Visées expansionnistes du Qatar

Alexandre Hawari de Août 7, 2012 - 09:31 dans International
Mezri Haddad, philosophe et écrivain tunisien, ancien ambassadeur de Tunisie auprès de l’Unesco, est l’auteur de La Face cachée de la révolution tunisienne.
Par Pierre FAUCHART, Tripoli
 
Le Qatar a montré une agressivité flagrante durant le printemps arabe… Quels ont été en réalité ses objectifs en Tunisie et en Libye ?
Il y a à mon sens trois éléments qui expliquent cet expansionnisme qatari. Le facteur géostratégique, le facteur économique et le facteur idéologique et religieux. Doha est en effet une pièce maîtresse des visions anglo-américaines. Elle exécute ce qui lui dictent ses protecteurs selon les intérêts exclusifs de ces derniers. Compte tenu de sa taille géographique et de sa démographie insignifiante, cet émirat n’a donc aucune valeur stratégique intrinsèque.Le Qatar, en revanche, a joué un rôle majeur en Tunisie et en Libye, et même dans le monde arabe, jusqu’à maintenant, selon les exigences des États-Unis et de la Grande-Bretagne, qui lui assurent en retour sa sécurité. Pour le volet économique, le Qatar vise à mettre la main sur la décision politique en Tunisie et sur une partie des richesses de la Libye en hydrocarbures. Reste le facteur idéologique, c’est-à-dire la propagation partout dans le monde d’un islamisme qui n’est pas celui de l’Arabie Saoudite, encore moins celui de la Turquie. L’islamisme qatari est un syncrétisme.
 
Nous remarquons depuis un certain temps un fléchissement du rôle des Qataris dans les pays du printemps arabe… Comment évaluez-vous ce changement d’attitude des populations de ces pays ?
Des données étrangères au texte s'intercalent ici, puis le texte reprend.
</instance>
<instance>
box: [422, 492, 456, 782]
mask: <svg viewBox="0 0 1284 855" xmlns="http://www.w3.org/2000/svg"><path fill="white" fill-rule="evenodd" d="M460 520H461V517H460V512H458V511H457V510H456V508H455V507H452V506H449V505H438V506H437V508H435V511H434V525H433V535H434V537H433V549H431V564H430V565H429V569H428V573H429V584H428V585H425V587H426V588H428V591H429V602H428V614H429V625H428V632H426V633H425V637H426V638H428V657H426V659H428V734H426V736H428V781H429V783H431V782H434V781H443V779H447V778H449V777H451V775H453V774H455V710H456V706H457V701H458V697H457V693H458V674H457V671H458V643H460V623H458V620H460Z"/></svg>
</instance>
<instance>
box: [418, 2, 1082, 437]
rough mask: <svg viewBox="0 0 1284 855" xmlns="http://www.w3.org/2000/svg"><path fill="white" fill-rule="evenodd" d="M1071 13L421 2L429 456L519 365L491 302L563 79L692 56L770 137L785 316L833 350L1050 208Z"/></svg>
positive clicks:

Les peuples tunisien et libyen sont passés de l’effervescence révolutionnaire au désenchantement politique. En termes psychanalytiques, ils sont passés de l’hystérie à la dépression, de la joie extatique à la morosité culpabilisatrice. Ils se sont rendu compte que le Qatar a joué un rôle moteur dans ce printemps arabe. Qui a naturellement viré à l’hiver islamiste, conformément à l’agenda américain. Il est donc tout à fait normal que ces populations éprouvent un sentiment de rejet et même de haine vis-à-vis de leurs « libérateurs ». Je crois que les Qataris sont allés trop loin dans cette guerre subversive.